I wish to take the point on programmatic APIs a step further. New generation applications will be built around a model of dynamic data composition and transformation. Such APIs are not just the interface to the “storage control plane”. They are essential primitives of the third platform. They will facilitate the development of data-oriented applications of unprecedented scale and sophistication. Lambda functions are a harbinger of things to come.
What does all these mean for the storage platforms of the future? Storage vendors are currently split in distinct groups: a) traditional storage block/file platforms that are superficially extended to export the occasional REST API or HDFS protocol; b) a hotchpotch of different, often competing open-source projects, each of them aimed at specific use cases. Few existing platforms have architectures that can support efficiently different data abstractions and generic data services. Some of them use a generic internal object abstraction around which data services are implemented; different data “personalities” and protocols are layered on top of objects (e.g., RADOS, VSAN, Atmos). Others built on the basic abstraction of a file (e.g., GFS, Isilon), without necessarily the traditional namespace and POSIX semantics file systems imply.
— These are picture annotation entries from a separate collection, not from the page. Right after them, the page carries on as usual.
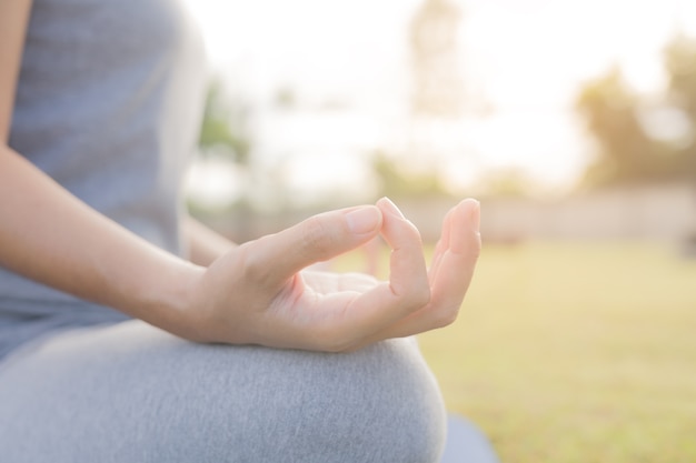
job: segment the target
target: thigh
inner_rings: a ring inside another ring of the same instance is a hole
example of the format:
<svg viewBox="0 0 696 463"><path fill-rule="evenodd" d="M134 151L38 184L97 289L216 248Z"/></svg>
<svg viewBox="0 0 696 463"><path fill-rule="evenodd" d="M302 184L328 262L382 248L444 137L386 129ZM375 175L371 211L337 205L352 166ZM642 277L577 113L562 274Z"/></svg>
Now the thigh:
<svg viewBox="0 0 696 463"><path fill-rule="evenodd" d="M0 368L8 461L435 462L441 399L411 340L349 354L203 345L140 321Z"/></svg>

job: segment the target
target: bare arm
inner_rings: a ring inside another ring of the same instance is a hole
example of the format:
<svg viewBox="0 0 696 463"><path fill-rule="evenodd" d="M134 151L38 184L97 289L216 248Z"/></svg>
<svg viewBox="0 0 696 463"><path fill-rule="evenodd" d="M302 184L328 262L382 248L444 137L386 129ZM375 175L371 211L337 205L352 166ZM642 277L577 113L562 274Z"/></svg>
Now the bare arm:
<svg viewBox="0 0 696 463"><path fill-rule="evenodd" d="M188 244L188 258L198 265L208 266L237 246L232 241L188 214L182 222L181 229Z"/></svg>
<svg viewBox="0 0 696 463"><path fill-rule="evenodd" d="M342 351L454 321L480 248L474 201L445 218L429 269L418 230L386 199L239 246L189 222L192 259L212 261L199 266L71 195L7 144L29 8L0 2L0 265L203 342ZM378 234L389 281L300 273Z"/></svg>

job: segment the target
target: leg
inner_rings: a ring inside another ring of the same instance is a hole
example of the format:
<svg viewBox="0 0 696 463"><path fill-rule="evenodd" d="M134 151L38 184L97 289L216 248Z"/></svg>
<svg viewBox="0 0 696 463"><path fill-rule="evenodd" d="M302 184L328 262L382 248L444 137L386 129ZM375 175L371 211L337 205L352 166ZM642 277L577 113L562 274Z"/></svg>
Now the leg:
<svg viewBox="0 0 696 463"><path fill-rule="evenodd" d="M139 321L0 365L3 460L436 462L437 385L410 340L351 354L201 345Z"/></svg>

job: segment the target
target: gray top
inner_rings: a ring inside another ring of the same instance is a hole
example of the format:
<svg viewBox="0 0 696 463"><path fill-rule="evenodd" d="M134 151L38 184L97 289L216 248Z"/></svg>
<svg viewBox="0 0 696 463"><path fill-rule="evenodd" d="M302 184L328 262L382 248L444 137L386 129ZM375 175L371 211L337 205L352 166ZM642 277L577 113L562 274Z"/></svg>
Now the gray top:
<svg viewBox="0 0 696 463"><path fill-rule="evenodd" d="M205 78L179 0L34 0L10 145L96 210L181 253L180 185ZM0 266L0 356L50 330L123 319Z"/></svg>

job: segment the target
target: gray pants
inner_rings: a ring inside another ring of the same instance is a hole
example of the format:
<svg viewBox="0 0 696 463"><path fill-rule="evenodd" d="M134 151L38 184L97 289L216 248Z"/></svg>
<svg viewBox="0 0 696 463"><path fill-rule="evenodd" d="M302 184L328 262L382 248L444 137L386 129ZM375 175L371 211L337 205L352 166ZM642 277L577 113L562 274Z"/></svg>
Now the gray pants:
<svg viewBox="0 0 696 463"><path fill-rule="evenodd" d="M129 321L0 364L8 463L435 463L445 434L414 340L321 354L195 344Z"/></svg>

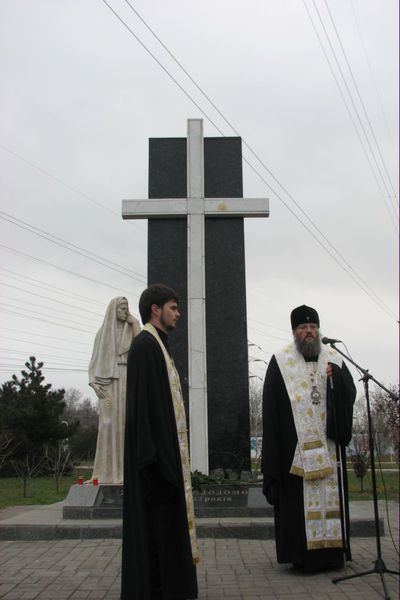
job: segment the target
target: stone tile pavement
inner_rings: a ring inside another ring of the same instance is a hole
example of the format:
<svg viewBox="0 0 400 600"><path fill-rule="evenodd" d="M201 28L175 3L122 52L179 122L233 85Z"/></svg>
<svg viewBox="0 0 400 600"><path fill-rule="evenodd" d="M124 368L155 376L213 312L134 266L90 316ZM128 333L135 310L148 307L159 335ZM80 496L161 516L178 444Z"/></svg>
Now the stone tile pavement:
<svg viewBox="0 0 400 600"><path fill-rule="evenodd" d="M366 505L367 503L364 503ZM390 524L398 546L398 504L391 502ZM364 506L362 511L369 512ZM386 519L380 503L380 516ZM387 523L381 538L387 568L398 570L398 554ZM200 540L199 600L373 600L384 598L378 574L333 584L342 571L314 575L278 565L270 540ZM352 540L348 574L373 568L375 538ZM117 600L121 542L118 539L0 542L0 598L4 600ZM390 597L399 597L397 576L384 576Z"/></svg>

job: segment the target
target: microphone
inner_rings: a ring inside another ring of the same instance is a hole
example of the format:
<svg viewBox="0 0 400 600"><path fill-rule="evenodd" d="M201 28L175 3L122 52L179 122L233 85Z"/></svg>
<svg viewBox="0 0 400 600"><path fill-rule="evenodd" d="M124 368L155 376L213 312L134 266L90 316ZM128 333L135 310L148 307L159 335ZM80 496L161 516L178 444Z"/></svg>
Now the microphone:
<svg viewBox="0 0 400 600"><path fill-rule="evenodd" d="M323 344L337 344L338 342L341 342L342 340L335 340L334 338L322 338L321 342Z"/></svg>

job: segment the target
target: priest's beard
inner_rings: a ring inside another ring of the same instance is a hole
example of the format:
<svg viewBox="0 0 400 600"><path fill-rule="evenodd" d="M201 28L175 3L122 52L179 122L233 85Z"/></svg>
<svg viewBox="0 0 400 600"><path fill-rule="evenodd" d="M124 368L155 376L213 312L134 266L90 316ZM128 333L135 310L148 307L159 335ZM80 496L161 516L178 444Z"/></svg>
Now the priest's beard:
<svg viewBox="0 0 400 600"><path fill-rule="evenodd" d="M312 358L318 356L321 352L321 339L319 332L315 340L299 340L296 336L294 337L294 343L297 350L304 356L304 358Z"/></svg>

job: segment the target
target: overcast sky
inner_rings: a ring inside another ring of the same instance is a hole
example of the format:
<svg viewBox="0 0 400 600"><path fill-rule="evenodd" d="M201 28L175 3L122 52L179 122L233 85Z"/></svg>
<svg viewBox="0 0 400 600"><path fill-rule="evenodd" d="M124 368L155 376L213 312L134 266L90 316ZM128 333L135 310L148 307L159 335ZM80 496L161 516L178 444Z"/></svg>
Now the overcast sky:
<svg viewBox="0 0 400 600"><path fill-rule="evenodd" d="M305 303L396 383L397 0L107 2L125 25L103 0L0 2L0 381L35 355L94 399L106 306L125 295L137 314L146 287L147 222L121 200L147 197L148 138L203 118L205 136L233 125L244 194L270 199L245 225L250 373Z"/></svg>

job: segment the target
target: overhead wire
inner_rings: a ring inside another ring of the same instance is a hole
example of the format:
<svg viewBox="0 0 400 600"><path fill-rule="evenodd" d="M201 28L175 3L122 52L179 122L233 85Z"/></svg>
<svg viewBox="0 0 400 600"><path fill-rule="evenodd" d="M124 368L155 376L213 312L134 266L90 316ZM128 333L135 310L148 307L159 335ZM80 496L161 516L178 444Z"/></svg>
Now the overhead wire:
<svg viewBox="0 0 400 600"><path fill-rule="evenodd" d="M29 258L36 262L48 265L50 267L53 267L54 269L58 269L59 271L64 271L65 273L68 273L69 275L74 275L75 277L80 277L81 279L86 279L87 281L90 281L91 283L97 283L98 285L102 285L103 287L110 288L113 290L117 290L118 292L121 292L121 288L110 285L109 283L104 283L103 281L99 281L98 279L93 279L93 277L88 277L87 275L82 275L81 273L76 273L76 271L71 271L70 269L60 267L59 265L51 263L48 260L44 260L43 258L37 258L36 256L33 256L32 254L28 254L26 252L22 252L21 250L16 250L15 248L11 248L10 246L7 246L6 244L0 244L0 248L3 248L7 252L11 252L12 254L17 254L18 256L22 256L24 258ZM123 293L125 293L125 292L123 292Z"/></svg>
<svg viewBox="0 0 400 600"><path fill-rule="evenodd" d="M368 70L369 70L369 73L371 75L371 80L372 80L372 83L373 83L373 86L374 86L374 89L375 89L376 97L378 98L378 103L379 103L379 107L381 109L381 113L382 113L382 117L383 117L383 122L385 123L385 126L386 126L386 133L388 135L388 138L389 138L391 146L392 146L392 151L393 151L394 159L396 161L396 164L398 164L398 162L399 162L398 152L396 152L395 147L394 147L393 137L392 137L392 134L391 134L391 131L390 131L388 119L387 119L386 112L385 112L385 109L384 109L384 106L383 106L382 97L381 97L381 94L379 92L378 84L376 82L376 78L375 78L375 75L374 75L374 72L373 72L373 69L372 69L371 61L369 59L368 51L367 51L367 48L366 48L366 45L365 45L365 42L364 42L364 36L363 36L363 34L361 32L361 27L360 27L360 24L358 22L358 17L357 17L356 9L354 7L354 2L353 2L353 0L349 0L349 2L350 2L350 6L351 6L351 9L352 9L352 12L353 12L353 17L354 17L354 22L356 24L356 29L357 29L358 37L360 38L361 47L363 49L365 60L366 60L366 63L368 65Z"/></svg>
<svg viewBox="0 0 400 600"><path fill-rule="evenodd" d="M43 344L43 342L37 342L35 340L21 340L20 338L10 337L7 335L1 336L2 340L8 340L12 342L21 342L22 344L33 344L34 346L42 346L43 348L54 348L55 350L65 350L66 352L75 352L76 354L84 354L87 356L88 350L85 352L84 350L76 350L75 348L63 348L62 346L54 346L53 344ZM57 338L60 339L60 338ZM62 341L60 339L60 341Z"/></svg>
<svg viewBox="0 0 400 600"><path fill-rule="evenodd" d="M26 329L15 329L15 327L6 327L1 324L0 324L0 329L4 329L5 331L14 331L16 333L27 333ZM78 346L91 346L91 344L89 344L89 343L82 342L81 338L79 339L79 341L78 340L67 340L65 338L60 338L58 335L47 335L42 332L35 333L34 331L29 331L29 335L33 335L33 336L37 335L40 338L45 338L45 339L49 339L49 340L59 340L62 342L68 342L69 344L77 344Z"/></svg>
<svg viewBox="0 0 400 600"><path fill-rule="evenodd" d="M21 299L21 298L3 296L1 294L0 294L0 298L2 298L3 300L11 301L12 303L17 302L19 304L23 304L24 308L26 306L26 301L24 299ZM3 306L5 305L4 302L2 302L1 304ZM78 319L85 319L86 321L92 321L93 323L96 323L96 324L98 324L99 320L103 318L103 315L99 315L100 319L99 318L95 319L93 317L89 317L88 315L79 315L79 314L76 314L76 313L71 313L69 311L63 311L63 310L60 310L58 307L44 306L43 304L38 304L37 302L30 302L29 303L29 310L31 310L32 306L34 306L35 308L42 308L44 311L46 311L45 313L43 313L43 312L36 313L36 314L40 314L40 315L45 314L45 315L48 315L48 316L52 316L51 314L48 314L49 311L50 311L50 312L56 312L56 316L57 315L67 315L68 317L74 317L74 318L77 317ZM7 307L10 308L10 305L7 304ZM11 308L18 308L18 307L14 306L14 304L11 304ZM79 311L79 308L77 308L76 310ZM79 323L79 324L81 325L82 323ZM90 326L92 323L88 322L87 324Z"/></svg>
<svg viewBox="0 0 400 600"><path fill-rule="evenodd" d="M80 300L83 300L84 302L89 302L91 304L98 304L100 306L104 305L104 302L101 302L100 300L95 300L94 298L88 298L87 296L83 296L81 294L77 294L75 292L65 290L56 285L52 285L51 283L40 281L39 279L35 279L34 277L29 277L28 275L26 275L24 273L16 273L15 271L11 271L10 269L6 269L4 267L0 267L0 271L5 271L5 274L2 274L3 277L6 277L13 281L17 281L18 283L21 283L21 279L22 279L22 283L24 283L24 282L28 283L32 287L38 287L39 289L51 291L55 294L60 294L60 295L67 296L67 297L79 298ZM11 273L11 275L10 275L10 273ZM14 277L15 275L16 275L16 277Z"/></svg>
<svg viewBox="0 0 400 600"><path fill-rule="evenodd" d="M62 248L65 248L65 249L69 250L70 252L79 254L79 256L83 256L84 258L87 258L88 260L92 260L93 262L100 264L103 267L106 267L107 269L112 269L113 271L116 271L117 273L120 273L121 275L130 277L131 279L135 279L136 281L140 281L141 283L144 283L146 281L145 276L142 275L141 273L136 273L135 271L132 271L132 269L129 269L128 267L117 265L117 263L114 263L113 261L109 260L108 258L99 256L98 254L95 254L94 252L91 252L90 250L80 248L76 244L71 244L71 242L67 242L66 240L63 240L60 237L53 235L52 233L48 233L47 231L44 231L43 229L39 229L38 227L35 227L34 225L27 223L26 221L17 219L13 215L10 215L10 214L4 212L3 210L0 210L0 213L1 213L0 219L3 219L4 221L7 221L8 223L15 225L16 227L24 229L25 231L29 231L29 233L37 235L53 244L57 244L58 246L61 246ZM109 263L109 264L107 264L107 263ZM121 269L125 269L126 271L128 271L128 273L121 271ZM137 275L137 277L135 277L134 275L131 275L131 273L135 273L135 275Z"/></svg>
<svg viewBox="0 0 400 600"><path fill-rule="evenodd" d="M386 188L386 190L387 190L387 185L386 185L386 182L385 182L385 180L384 180L384 177L383 177L383 175L382 175L382 170L381 170L381 168L380 168L380 166L379 166L379 164L378 164L377 158L376 158L376 156L375 156L375 152L374 152L374 150L373 150L373 148L372 148L372 146L371 146L371 142L370 142L370 140L369 140L369 137L368 137L368 134L367 134L367 132L366 132L365 126L364 126L364 124L363 124L363 121L362 121L362 119L361 119L360 112L359 112L359 110L358 110L358 108L357 108L357 106L356 106L356 103L355 103L355 101L354 101L353 94L351 93L351 90L350 90L350 88L349 88L349 86L348 86L348 83L347 83L346 77L345 77L345 76L344 76L344 74L343 74L342 67L341 67L341 65L340 65L340 62L339 62L339 60L338 60L338 57L337 57L336 51L335 51L335 49L334 49L334 47L333 47L333 44L332 44L332 41L331 41L331 39L330 39L330 37L329 37L328 31L327 31L327 29L326 29L326 27L325 27L325 24L324 24L324 22L323 22L323 19L322 19L322 17L321 17L321 13L320 13L320 11L319 11L319 9L318 9L318 7L317 7L316 3L315 3L315 0L312 0L312 2L313 2L313 4L314 4L315 11L316 11L316 13L317 13L318 20L319 20L319 22L320 22L320 24L321 24L322 30L323 30L323 32L324 32L324 34L325 34L325 38L326 38L326 40L327 40L327 42L328 42L328 46L329 46L329 48L330 48L330 50L331 50L331 53L332 53L332 56L333 56L333 58L334 58L334 61L335 61L336 67L337 67L337 69L338 69L338 72L339 72L339 74L340 74L340 76L341 76L341 79L342 79L342 82L343 82L344 88L345 88L345 90L347 91L348 98L349 98L349 100L350 100L350 103L351 103L351 105L352 105L352 107L353 107L354 113L355 113L355 115L356 115L356 117L357 117L357 120L358 120L359 127L360 127L360 129L361 129L362 133L364 134L365 142L366 142L366 144L367 144L367 146L368 146L368 149L369 149L370 155L371 155L371 157L372 157L372 160L373 160L373 162L375 163L376 170L378 171L378 174L380 175L381 182L382 182L383 186L384 186L384 187ZM308 9L308 6L307 6L307 4L306 4L306 0L303 0L303 5L304 5L304 7L306 8L306 11L307 11L307 14L308 14L308 16L309 16L309 19L310 19L310 21L311 21L311 24L312 24L312 26L313 26L314 32L315 32L315 33L316 33L316 35L317 35L318 41L319 41L319 43L320 43L320 46L321 46L321 48L323 49L324 56L325 56L325 58L326 58L326 60L327 60L327 62L328 62L328 65L329 65L329 68L330 68L330 70L331 70L331 73L333 74L333 73L334 73L334 70L333 70L332 64L331 64L331 62L330 62L330 60L329 60L329 58L328 58L328 55L327 55L327 53L326 53L326 50L325 50L325 48L323 47L323 43L322 43L321 37L320 37L319 33L317 32L317 28L316 28L316 26L315 26L315 23L314 23L314 20L313 20L313 18L312 18L312 16L311 16L311 12L309 11L309 9ZM346 106L347 112L348 112L349 114L351 114L350 108L349 108L349 106L348 106L347 102L346 102L346 101L345 101L345 99L344 99L344 94L343 94L342 88L340 87L340 85L339 85L339 83L338 83L338 79L337 79L336 75L334 75L334 80L335 80L335 82L336 82L336 85L337 85L337 86L338 86L338 88L340 89L340 95L341 95L341 97L342 97L342 100L343 100L343 101L344 101L344 103L345 103L345 106ZM355 123L355 121L354 121L354 118L353 118L353 116L351 116L351 122L352 122L352 124L353 124L353 127L355 128L355 131L356 131L357 137L358 137L358 139L359 139L359 141L360 141L360 144L361 144L361 147L362 147L362 149L363 149L363 152L364 152L364 154L365 154L365 156L366 156L366 158L367 158L367 161L368 161L368 164L369 164L369 166L370 166L370 169L371 169L372 175L374 176L374 179L375 179L375 182L376 182L376 184L377 184L377 186L378 186L378 189L379 189L379 191L380 191L381 197L382 197L382 199L383 199L383 201L384 201L384 203L385 203L385 207L386 207L386 210L387 210L387 212L388 212L389 219L390 219L390 221L391 221L392 225L394 226L394 229L395 229L395 231L396 231L396 232L398 232L398 223L397 223L397 221L396 221L395 215L393 215L392 203L391 203L391 202L388 202L388 200L387 200L387 198L386 198L386 195L385 195L385 193L382 191L381 185L380 185L380 183L379 183L379 181L378 181L378 177L377 177L377 175L376 175L376 172L375 172L375 168L373 167L373 165L372 165L372 163L371 163L370 156L369 156L369 154L368 154L368 152L367 152L367 149L365 148L364 141L363 141L363 140L362 140L362 138L361 138L361 135L360 135L360 133L359 133L359 131L358 131L358 128L357 128L357 126L356 126L356 123Z"/></svg>
<svg viewBox="0 0 400 600"><path fill-rule="evenodd" d="M214 120L206 113L206 111L192 98L192 96L183 88L183 86L178 82L178 80L168 71L168 69L161 63L161 61L155 56L155 54L144 44L144 42L139 38L139 36L133 31L133 29L122 19L122 17L113 9L113 7L107 2L107 0L101 0L103 4L105 4L109 10L114 14L114 16L120 21L120 23L128 30L128 32L137 40L137 42L144 48L144 50L153 58L153 60L161 67L161 69L172 79L172 81L178 86L178 88L184 93L184 95L198 108L198 110L207 118L207 120L217 129L221 135L225 136L223 131L216 125ZM139 13L136 9L133 8L132 4L125 0L126 4L133 10L133 12L138 16ZM182 67L180 62L175 58L170 50L167 49L166 45L160 40L160 38L153 32L150 26L147 25L143 17L139 17L141 21L145 24L145 26L149 29L152 35L159 41L163 48L166 49L168 54L173 58L175 63L183 70L183 72L190 78L190 80L195 84L196 88L202 93L202 95L206 98L208 102L210 102L211 106L218 112L218 114L224 119L224 121L231 127L231 129L237 134L240 135L239 132L234 128L231 123L225 118L222 112L215 106L215 104L209 99L207 94L202 90L202 88L194 81L194 79L187 73L187 71ZM267 170L269 175L274 179L274 181L280 186L280 188L285 192L285 194L290 198L292 202L296 205L296 207L301 211L301 213L307 218L307 220L312 224L312 226L318 231L319 235L329 244L332 250L340 257L343 261L343 264L340 260L335 256L329 248L327 248L324 243L317 237L317 235L307 226L304 221L289 207L289 205L285 202L282 196L266 181L266 179L257 171L257 169L249 163L249 161L244 158L244 161L248 164L248 166L256 173L256 175L265 183L265 185L271 190L271 192L284 204L284 206L291 212L291 214L300 222L300 224L308 231L308 233L314 238L314 240L323 248L325 252L336 262L336 264L343 270L345 273L356 283L362 291L370 297L370 299L375 302L381 309L383 309L386 314L390 315L397 319L396 314L385 304L385 302L372 290L372 288L365 282L360 275L356 272L356 270L348 263L348 261L342 256L340 251L332 244L327 237L322 233L322 231L318 228L315 222L308 216L308 214L304 211L302 207L295 201L293 196L289 194L286 188L279 182L279 180L272 174L272 172L268 169L266 164L258 157L258 155L250 148L245 140L243 140L243 144L249 149L249 151L257 158L260 164Z"/></svg>
<svg viewBox="0 0 400 600"><path fill-rule="evenodd" d="M16 312L15 310L9 310L9 309L2 309L1 312L6 313L6 314L11 314L11 315L17 315L18 317L27 318L29 320L33 319L35 321L40 321L41 323L50 323L51 325L58 325L59 327L65 327L65 329L73 329L75 331L81 331L83 333L90 333L90 334L95 333L94 331L89 331L88 329L82 329L80 327L74 327L73 325L66 324L67 323L66 321L64 321L64 323L57 323L56 321L50 321L49 319L41 319L40 317L35 317L31 314L24 314L21 311Z"/></svg>
<svg viewBox="0 0 400 600"><path fill-rule="evenodd" d="M313 0L313 2L315 3L315 0ZM337 26L336 26L335 20L334 20L334 18L333 18L332 11L331 11L331 10L330 10L330 8L329 8L328 0L324 0L324 2L325 2L325 6L326 6L326 8L327 8L327 11L328 11L329 18L330 18L330 20L331 20L331 23L332 23L333 29L334 29L334 31L335 31L336 38L337 38L337 40L338 40L338 42L339 42L340 49L341 49L341 51L342 51L342 54L343 54L343 56L344 56L344 59L345 59L345 62L346 62L347 68L348 68L348 70L349 70L350 77L351 77L351 80L352 80L352 82L353 82L353 85L354 85L354 89L356 90L356 93L357 93L358 99L359 99L359 101L360 101L360 104L361 104L361 108L362 108L362 110L363 110L363 113L364 113L364 116L365 116L365 119L366 119L366 122L368 123L368 127L369 127L369 130L370 130L370 132L371 132L372 139L374 140L374 143L375 143L375 146L376 146L376 149L377 149L377 152L378 152L379 158L380 158L380 160L381 160L382 166L383 166L383 168L384 168L384 171L385 171L385 173L386 173L387 181L388 181L388 183L389 183L389 185L390 185L390 187L391 187L391 190L392 190L392 192L393 192L393 196L391 196L391 194L390 194L390 191L389 191L389 190L388 190L388 188L385 186L385 188L386 188L386 192L387 192L387 195L388 195L388 198L389 198L390 200L392 200L392 205L393 205L394 214L395 214L395 216L396 216L396 217L398 217L398 207L396 206L396 204L395 204L395 202L394 202L394 200L397 198L397 194L396 194L396 190L394 189L394 186L393 186L392 178L390 177L390 174L389 174L389 171L388 171L388 168L387 168L387 165L386 165L386 161L385 161L385 159L384 159L384 157L383 157L383 155L382 155L382 151L381 151L380 145L379 145L379 143L378 143L378 140L377 140L377 137L376 137L376 134L375 134L374 127L372 126L372 123L371 123L370 116L369 116L369 114L368 114L367 108L366 108L366 106L365 106L365 102L364 102L364 100L363 100L363 97L362 97L362 95L361 95L361 92L360 92L359 85L358 85L358 83L357 83L357 81L356 81L356 78L355 78L355 75L354 75L354 71L353 71L353 69L352 69L352 67L351 67L351 64L350 64L349 58L348 58L348 56L347 56L347 52L346 52L346 50L345 50L345 48L344 48L344 45L343 45L343 42L342 42L342 38L341 38L341 37L340 37L340 35L339 35L339 31L338 31L338 28L337 28Z"/></svg>
<svg viewBox="0 0 400 600"><path fill-rule="evenodd" d="M0 285L9 287L13 290L18 290L20 292L24 292L24 294L30 294L31 296L36 296L37 298L43 298L44 300L49 300L50 302L55 302L56 304L62 304L63 306L68 306L69 308L75 308L76 310L87 312L91 315L96 315L97 317L102 316L100 313L95 313L92 310L88 310L87 308L81 308L80 306L74 306L73 304L69 304L68 302L62 302L62 300L59 300L58 298L50 298L49 296L44 296L43 294L36 294L35 292L30 292L29 290L24 290L24 288L19 288L15 285L3 283L2 281L0 281Z"/></svg>
<svg viewBox="0 0 400 600"><path fill-rule="evenodd" d="M65 181L62 181L62 179L60 179L59 177L56 177L55 175L52 175L49 171L46 171L45 169L42 169L42 167L39 167L38 165L36 165L32 161L28 160L27 158L24 158L23 156L21 156L20 154L18 154L14 150L11 150L10 148L7 148L7 146L4 146L3 144L0 144L0 148L2 150L4 150L5 152L8 152L9 154L11 154L12 156L14 156L15 158L18 158L22 162L28 164L33 169L36 169L37 171L39 171L43 175L46 175L46 177L49 177L50 179L52 179L56 183L59 183L60 185L64 186L65 188L67 188L70 191L74 192L74 194L78 194L78 196L81 196L82 198L85 198L85 200L88 200L89 202L92 202L98 208L102 208L103 210L106 210L107 212L111 213L112 215L118 217L119 220L121 220L121 214L117 213L115 210L112 210L111 208L109 208L105 204L102 204L98 200L95 200L94 198L91 198L87 194L84 194L83 192L81 192L77 188L73 187L69 183L66 183ZM134 225L135 227L137 227L141 231L145 231L145 229L143 227L140 227L137 223L132 223L132 225Z"/></svg>
<svg viewBox="0 0 400 600"><path fill-rule="evenodd" d="M13 300L13 302L15 302L15 299ZM23 300L19 300L19 302L23 303ZM38 306L37 304L31 304L31 305L35 306L35 307ZM2 301L0 301L0 307L5 307L7 310L9 310L10 308L11 309L18 308L19 311L21 311L21 310L24 311L24 309L20 309L19 307L15 306L14 304L8 304L7 302L2 302ZM41 306L39 305L39 307L41 307ZM67 315L67 317L74 317L74 318L76 318L76 316L77 316L77 315L74 315L74 314L72 314L70 312L62 311L62 310L55 309L55 308L50 308L50 307L43 307L43 308L45 308L45 310L46 310L45 313L43 313L42 311L32 310L29 307L29 309L26 309L26 310L29 310L28 314L26 314L26 312L20 312L20 314L21 314L21 316L29 316L30 317L31 315L38 315L40 317L49 316L51 318L57 318L58 315ZM3 310L3 309L0 308L0 310ZM49 311L49 310L50 311L56 311L57 315L48 314L47 311ZM90 319L90 321L93 320L94 322L98 323L98 320L92 319L92 317L87 317L86 315L84 317L81 317L81 318L85 318L86 320ZM68 320L66 321L66 320L64 320L64 318L63 318L63 322L65 322L65 323L73 323L74 325L79 325L79 326L83 326L83 327L85 327L85 326L96 327L96 325L94 323L80 323L79 321L72 322L72 321L68 321Z"/></svg>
Vendors have a long way to go to evolve their platforms for the emerging model of Third Platform storage. Lessons will be learned from Cloud providers and from the open source community. In some cases, open-source technologies will be integrated with more traditional platforms. In other cases, platforms will evolve natively. Ultimately consolidated products will be built for the generic IT populace one way or another. It took several decades after WWI and many different treaties to establish the political and economic framework for a peaceful and prosperous Europe. Similarly, this is the time for the IT industry to invest in the right storage architectures and get ready for the new era of data storage federations.